NEW YORK, January 9, 2019 (Newswire.com) - Controversial technology company, Premonition has filed a patent on a technology it claims allows it to store and analyze “anything.” Semantic databases are not new – they’re technology first developed by the United States Air Force in the mid-1970s, but have since gained little traction. The idea is simple – users can store not only data items, but also the relationships between pieces of data. The systems are also capable of storing the meaning behind data, enabling complex queries looking for specific relationships, people exhibiting certain behaviors, or unusual interactions. They’re complicated and often confined to theory due to this complexity. It’s that which Premonition claim to have solved. They claim to have produced a “Model for everything” that has unprecedented simplicity.

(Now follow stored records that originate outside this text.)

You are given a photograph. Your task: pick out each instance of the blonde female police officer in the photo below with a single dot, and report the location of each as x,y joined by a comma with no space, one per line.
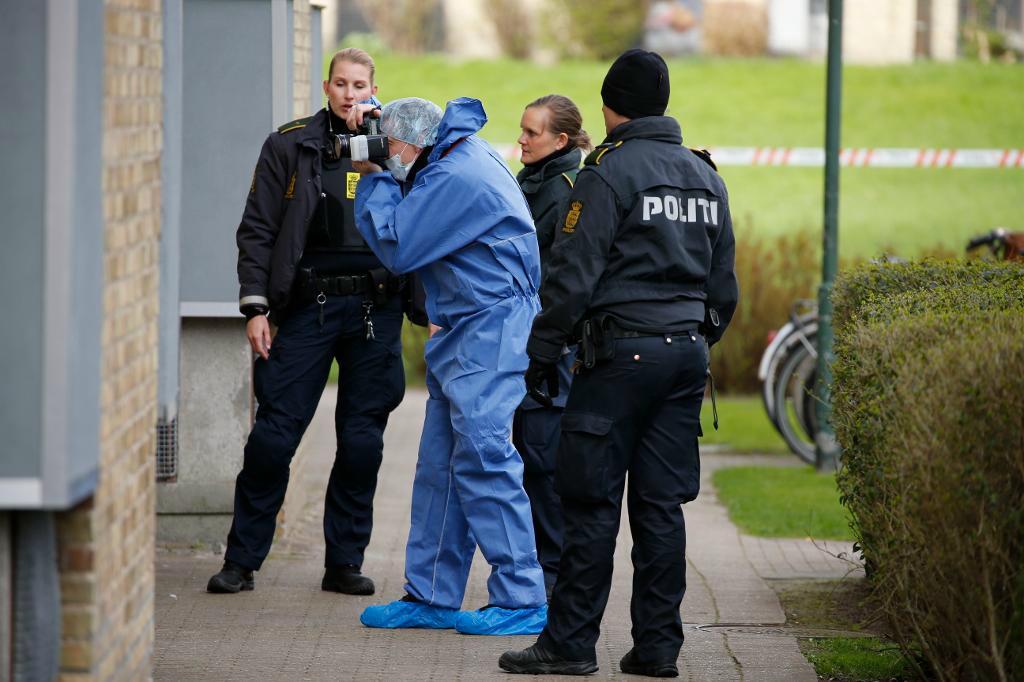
553,142
302,261
642,271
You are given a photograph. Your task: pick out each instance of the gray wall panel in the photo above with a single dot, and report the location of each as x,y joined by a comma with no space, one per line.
226,114
316,59
22,196
170,233
85,344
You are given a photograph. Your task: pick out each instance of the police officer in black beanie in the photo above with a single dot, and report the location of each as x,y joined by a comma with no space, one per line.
641,278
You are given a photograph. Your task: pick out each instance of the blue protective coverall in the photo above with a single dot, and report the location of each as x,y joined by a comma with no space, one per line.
465,227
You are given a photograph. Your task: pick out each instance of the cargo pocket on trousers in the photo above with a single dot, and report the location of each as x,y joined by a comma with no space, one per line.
584,453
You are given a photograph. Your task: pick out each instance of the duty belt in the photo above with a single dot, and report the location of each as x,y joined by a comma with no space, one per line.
379,284
631,334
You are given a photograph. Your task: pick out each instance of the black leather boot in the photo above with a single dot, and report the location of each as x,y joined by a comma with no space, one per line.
538,661
232,578
346,580
632,666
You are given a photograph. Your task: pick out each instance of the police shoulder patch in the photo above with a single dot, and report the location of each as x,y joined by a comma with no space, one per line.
294,125
594,158
705,156
572,217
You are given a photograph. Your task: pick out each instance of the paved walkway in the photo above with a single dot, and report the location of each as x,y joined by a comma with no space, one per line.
288,629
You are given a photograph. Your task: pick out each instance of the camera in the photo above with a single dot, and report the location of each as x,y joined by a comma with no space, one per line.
368,144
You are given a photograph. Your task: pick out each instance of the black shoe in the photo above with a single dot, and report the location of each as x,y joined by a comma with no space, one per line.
538,661
632,666
232,578
346,580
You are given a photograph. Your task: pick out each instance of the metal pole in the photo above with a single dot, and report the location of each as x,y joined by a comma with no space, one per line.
826,450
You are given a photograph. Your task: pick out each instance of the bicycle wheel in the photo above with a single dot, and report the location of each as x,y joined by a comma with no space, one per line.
795,403
774,358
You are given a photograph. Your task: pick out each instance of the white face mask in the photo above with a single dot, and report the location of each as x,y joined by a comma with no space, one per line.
398,169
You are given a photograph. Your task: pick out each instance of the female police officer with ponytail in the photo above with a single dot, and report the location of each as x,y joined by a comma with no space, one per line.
552,141
303,264
641,272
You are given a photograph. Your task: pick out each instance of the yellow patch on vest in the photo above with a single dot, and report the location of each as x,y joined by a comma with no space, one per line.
572,217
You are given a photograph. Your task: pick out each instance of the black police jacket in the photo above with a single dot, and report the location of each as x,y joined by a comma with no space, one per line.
283,198
547,189
646,240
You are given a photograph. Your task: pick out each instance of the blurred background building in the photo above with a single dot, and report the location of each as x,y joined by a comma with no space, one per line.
875,31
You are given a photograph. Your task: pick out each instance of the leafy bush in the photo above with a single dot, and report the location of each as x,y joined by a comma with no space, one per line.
877,283
929,408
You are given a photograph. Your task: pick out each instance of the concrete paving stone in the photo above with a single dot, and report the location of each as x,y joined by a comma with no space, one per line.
288,629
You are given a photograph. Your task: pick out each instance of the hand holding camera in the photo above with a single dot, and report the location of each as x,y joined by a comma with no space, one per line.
368,144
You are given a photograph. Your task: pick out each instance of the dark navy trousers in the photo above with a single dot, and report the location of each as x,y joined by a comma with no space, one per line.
638,415
288,386
535,434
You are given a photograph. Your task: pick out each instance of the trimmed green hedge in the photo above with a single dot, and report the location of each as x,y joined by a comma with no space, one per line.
929,408
876,283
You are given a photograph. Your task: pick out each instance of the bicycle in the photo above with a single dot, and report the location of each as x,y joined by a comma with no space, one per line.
787,368
1003,244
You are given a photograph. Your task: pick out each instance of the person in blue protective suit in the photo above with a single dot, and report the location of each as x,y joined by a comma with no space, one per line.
464,226
552,143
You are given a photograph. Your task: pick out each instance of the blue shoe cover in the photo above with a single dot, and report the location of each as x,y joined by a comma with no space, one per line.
497,621
409,614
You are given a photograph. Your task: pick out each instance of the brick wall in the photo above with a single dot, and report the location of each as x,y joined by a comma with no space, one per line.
302,44
107,543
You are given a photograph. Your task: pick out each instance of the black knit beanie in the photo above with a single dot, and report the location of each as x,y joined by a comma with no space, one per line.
637,85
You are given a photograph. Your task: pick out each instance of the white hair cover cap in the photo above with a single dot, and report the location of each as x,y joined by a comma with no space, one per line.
411,120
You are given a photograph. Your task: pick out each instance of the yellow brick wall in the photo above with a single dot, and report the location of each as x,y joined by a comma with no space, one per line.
107,543
301,42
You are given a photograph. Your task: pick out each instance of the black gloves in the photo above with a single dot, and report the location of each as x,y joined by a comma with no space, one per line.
537,374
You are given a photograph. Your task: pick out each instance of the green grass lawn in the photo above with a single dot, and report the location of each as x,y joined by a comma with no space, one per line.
856,658
776,502
743,426
780,102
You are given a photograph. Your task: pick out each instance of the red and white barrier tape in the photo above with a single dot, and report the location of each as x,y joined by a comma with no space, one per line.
853,157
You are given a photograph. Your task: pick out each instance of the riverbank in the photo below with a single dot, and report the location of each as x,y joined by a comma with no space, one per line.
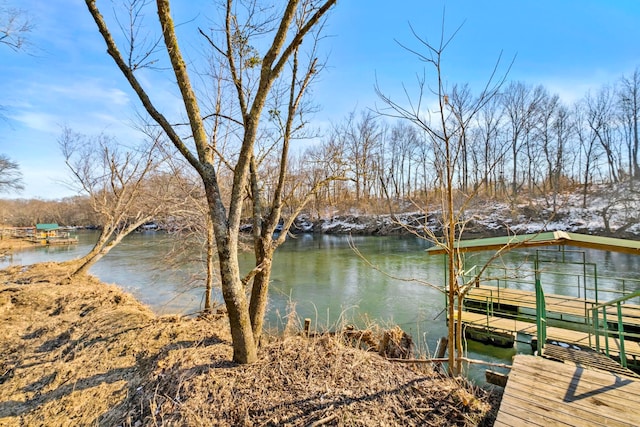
86,353
608,210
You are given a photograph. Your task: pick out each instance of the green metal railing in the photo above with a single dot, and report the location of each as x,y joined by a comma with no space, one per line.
601,326
541,312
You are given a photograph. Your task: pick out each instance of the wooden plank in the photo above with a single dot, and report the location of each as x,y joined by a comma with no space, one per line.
559,304
544,402
547,393
501,324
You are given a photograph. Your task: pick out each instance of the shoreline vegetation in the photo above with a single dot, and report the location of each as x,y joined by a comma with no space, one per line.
86,353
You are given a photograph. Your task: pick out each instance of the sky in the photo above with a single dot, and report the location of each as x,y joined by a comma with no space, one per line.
65,77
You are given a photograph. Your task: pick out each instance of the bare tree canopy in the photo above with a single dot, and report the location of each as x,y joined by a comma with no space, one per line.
10,175
14,26
253,47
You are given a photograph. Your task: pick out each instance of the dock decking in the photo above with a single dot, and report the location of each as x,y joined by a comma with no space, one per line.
541,392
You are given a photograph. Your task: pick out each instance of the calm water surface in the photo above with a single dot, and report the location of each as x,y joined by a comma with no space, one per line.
324,279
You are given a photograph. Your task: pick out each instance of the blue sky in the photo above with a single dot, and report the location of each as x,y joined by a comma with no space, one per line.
66,78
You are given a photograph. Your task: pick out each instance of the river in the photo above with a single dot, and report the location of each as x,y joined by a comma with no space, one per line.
321,276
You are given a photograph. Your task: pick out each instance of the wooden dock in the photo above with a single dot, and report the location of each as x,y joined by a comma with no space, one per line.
498,297
514,326
541,392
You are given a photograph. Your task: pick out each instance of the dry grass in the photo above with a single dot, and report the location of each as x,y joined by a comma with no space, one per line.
85,353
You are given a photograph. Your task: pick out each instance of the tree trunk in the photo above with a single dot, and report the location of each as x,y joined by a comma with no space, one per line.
259,295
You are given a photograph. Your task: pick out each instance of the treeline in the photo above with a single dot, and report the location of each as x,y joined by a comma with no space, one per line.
75,211
524,143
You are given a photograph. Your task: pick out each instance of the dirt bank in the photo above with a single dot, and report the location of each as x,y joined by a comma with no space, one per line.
86,353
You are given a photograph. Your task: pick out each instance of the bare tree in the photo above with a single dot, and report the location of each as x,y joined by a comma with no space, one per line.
445,129
629,104
14,26
119,184
10,175
600,119
281,31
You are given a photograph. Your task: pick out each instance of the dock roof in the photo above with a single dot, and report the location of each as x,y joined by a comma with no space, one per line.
550,238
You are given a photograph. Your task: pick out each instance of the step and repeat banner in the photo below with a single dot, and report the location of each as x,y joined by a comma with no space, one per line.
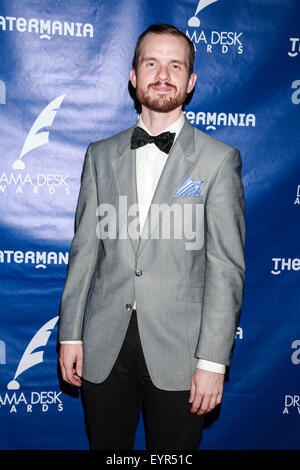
64,71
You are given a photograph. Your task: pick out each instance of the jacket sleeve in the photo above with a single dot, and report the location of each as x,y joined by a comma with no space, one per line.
225,264
82,258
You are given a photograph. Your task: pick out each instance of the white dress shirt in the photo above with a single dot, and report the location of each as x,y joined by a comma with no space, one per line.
150,162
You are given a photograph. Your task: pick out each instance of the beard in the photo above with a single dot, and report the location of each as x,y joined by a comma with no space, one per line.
163,103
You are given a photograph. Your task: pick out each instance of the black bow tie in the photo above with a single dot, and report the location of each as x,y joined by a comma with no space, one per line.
163,141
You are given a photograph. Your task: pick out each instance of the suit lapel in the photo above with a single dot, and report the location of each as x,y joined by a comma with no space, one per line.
125,175
179,163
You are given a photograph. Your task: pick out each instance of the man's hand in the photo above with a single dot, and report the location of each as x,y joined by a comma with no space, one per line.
206,391
70,360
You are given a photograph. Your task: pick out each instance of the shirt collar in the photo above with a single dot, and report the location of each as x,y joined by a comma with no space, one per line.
175,127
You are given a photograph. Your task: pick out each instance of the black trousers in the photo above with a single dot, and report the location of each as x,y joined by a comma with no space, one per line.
112,408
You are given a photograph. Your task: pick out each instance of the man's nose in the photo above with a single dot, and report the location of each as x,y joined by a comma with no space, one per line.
163,72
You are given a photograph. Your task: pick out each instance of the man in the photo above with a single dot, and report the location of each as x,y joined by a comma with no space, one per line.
149,320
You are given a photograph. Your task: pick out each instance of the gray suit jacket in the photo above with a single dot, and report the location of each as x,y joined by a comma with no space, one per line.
188,296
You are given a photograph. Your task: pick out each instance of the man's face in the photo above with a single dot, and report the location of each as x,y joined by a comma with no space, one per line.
162,81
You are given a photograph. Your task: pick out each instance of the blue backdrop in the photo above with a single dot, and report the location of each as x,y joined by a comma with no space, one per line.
64,83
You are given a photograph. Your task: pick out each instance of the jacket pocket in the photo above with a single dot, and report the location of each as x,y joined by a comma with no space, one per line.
190,293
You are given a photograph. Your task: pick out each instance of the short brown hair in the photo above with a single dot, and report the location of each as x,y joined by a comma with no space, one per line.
162,28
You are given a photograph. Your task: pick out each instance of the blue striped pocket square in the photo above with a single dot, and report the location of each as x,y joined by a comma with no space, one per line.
189,188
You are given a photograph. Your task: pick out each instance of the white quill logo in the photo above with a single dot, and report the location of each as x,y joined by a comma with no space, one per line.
31,357
194,21
36,138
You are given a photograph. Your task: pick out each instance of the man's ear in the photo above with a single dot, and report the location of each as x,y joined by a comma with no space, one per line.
191,82
133,78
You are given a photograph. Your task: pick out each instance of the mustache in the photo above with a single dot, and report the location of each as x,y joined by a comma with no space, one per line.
159,83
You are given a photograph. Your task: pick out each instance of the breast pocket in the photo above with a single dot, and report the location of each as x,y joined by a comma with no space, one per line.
192,294
193,211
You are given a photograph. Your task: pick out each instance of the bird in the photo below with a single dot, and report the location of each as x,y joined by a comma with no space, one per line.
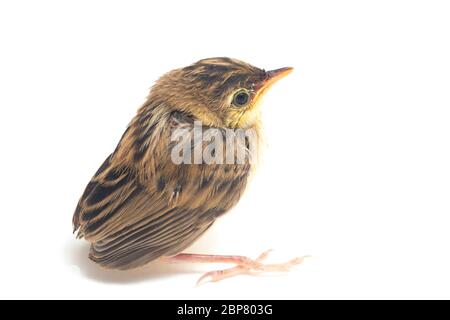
142,206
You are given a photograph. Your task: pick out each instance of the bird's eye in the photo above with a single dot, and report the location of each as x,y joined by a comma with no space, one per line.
241,98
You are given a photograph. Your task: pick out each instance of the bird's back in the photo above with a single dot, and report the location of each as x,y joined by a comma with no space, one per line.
140,205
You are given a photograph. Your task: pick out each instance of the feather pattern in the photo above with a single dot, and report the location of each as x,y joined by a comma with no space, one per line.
136,211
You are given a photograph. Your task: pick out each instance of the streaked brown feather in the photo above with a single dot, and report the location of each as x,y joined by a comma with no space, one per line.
129,213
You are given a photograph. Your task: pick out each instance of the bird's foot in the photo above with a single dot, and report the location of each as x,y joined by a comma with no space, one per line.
244,265
249,266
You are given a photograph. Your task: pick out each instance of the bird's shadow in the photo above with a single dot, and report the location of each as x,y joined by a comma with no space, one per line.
76,254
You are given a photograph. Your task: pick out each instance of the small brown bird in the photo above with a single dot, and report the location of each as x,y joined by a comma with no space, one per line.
141,205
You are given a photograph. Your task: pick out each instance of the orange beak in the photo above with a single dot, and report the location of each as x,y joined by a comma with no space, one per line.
272,77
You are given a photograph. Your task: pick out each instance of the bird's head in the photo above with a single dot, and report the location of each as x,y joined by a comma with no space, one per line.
220,92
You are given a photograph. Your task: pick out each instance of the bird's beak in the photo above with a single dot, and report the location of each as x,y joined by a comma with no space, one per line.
272,77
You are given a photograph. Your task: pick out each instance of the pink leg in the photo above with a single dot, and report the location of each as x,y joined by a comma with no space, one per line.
244,265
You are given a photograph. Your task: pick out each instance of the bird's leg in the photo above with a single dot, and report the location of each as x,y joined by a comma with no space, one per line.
244,265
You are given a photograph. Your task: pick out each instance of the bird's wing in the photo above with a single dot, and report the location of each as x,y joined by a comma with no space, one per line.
130,225
132,218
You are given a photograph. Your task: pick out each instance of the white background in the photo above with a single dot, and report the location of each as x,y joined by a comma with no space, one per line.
356,171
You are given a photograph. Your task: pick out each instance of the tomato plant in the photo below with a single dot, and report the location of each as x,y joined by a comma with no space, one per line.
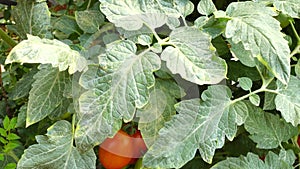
210,84
116,152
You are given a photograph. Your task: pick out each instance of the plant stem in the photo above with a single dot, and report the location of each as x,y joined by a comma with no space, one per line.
13,155
263,89
7,39
295,32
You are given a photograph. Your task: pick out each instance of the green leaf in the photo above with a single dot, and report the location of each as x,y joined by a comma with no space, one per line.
297,68
266,129
3,132
206,7
6,122
253,25
12,136
255,99
115,89
12,123
56,150
46,93
133,14
32,18
199,125
245,83
10,146
269,99
45,51
23,86
66,25
159,109
89,20
284,160
289,7
288,101
11,166
193,57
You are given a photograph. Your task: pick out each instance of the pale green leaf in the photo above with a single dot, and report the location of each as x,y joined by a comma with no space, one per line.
253,25
131,14
266,129
297,68
199,125
46,93
193,57
23,86
57,54
159,109
65,25
206,7
56,150
32,18
284,160
254,99
289,7
115,89
288,100
245,83
89,20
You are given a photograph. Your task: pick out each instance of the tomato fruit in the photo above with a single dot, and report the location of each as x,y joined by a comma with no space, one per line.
139,146
116,152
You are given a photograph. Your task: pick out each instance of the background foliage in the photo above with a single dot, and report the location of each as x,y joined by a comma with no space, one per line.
211,84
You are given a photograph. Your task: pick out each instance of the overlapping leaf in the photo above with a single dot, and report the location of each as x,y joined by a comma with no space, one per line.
32,18
199,125
45,51
89,20
266,129
56,150
288,100
193,57
289,7
159,109
115,89
46,94
132,14
252,24
284,160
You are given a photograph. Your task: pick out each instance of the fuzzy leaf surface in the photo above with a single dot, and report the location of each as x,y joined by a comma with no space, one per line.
57,54
253,25
56,150
193,57
200,124
115,89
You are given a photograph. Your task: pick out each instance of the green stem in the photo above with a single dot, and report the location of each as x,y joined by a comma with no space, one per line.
13,155
296,50
295,32
89,4
7,39
262,89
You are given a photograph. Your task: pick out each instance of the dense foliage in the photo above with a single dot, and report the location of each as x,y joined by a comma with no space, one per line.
209,84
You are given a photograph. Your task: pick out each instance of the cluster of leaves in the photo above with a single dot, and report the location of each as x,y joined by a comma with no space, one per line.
199,80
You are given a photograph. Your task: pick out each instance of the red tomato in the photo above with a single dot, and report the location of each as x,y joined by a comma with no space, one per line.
139,147
116,152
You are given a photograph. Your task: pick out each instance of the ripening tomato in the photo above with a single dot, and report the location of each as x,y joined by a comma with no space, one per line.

Premonition CTO, Marcelo Triana explained the invention arose from a need to solve their own problems. “Clients have been coming to us for a while now looking to explore rolling out Premonition solutions into completely unrelated areas. Each area required dozens of new tables and new sets of analytical tools. Toby [Unwin, Premonition’s Co-Founder] hates anything that’s not elegant and scalable, so we started to look for solutions.” Unwin and Triana realized that they could express any scenario or textual explanation using a maximum of just 5 database tables. The simplicity of the structure is far easier to implement than existing models, leading the pair to patent it on behalf of Premonition.
“Simplicity enables scale,” explains Unwin. “We can now enter a new industry in unheard of timeframes simply by mapping data to our existing structures. Since the layouts never need to be changed, we don’t need to develop and maintain different systems for different industries. It’s one tool to rule them all,” he enthused. Premonition launched in 2014 and claimed to hold “the World’s largest litigation database” just 2 years later. The firm has drawn controversy from its exposure of the role of relationships within the legal profession and the poor results it claims legal clients often receive from lawyers whose courtroom performance results are a dismal reflection of lofty reputations combined with even higher fees.
The company demonstrated it could apply its “perception/reality arbitrage” analytics in areas beyond law, such as discovering which lobbyists got which bills passed with committees, agencies, and politicians. The firm claims to have parlayed this expertise into consulting for government agencies and industry associations on the effect of various laws on litigation outcomes. A study claiming to predict future relative stock performance from litigation performance also caught the eye of the financial markets leading to inquiries from industries Unwin claims are as diverse as healthcare, government, and finance.
Hence the need for a singular data structure to enable rapid implementing of solutions for disparate industries. “It may sound nerdy,” says Triana, “but, to us, this is art.”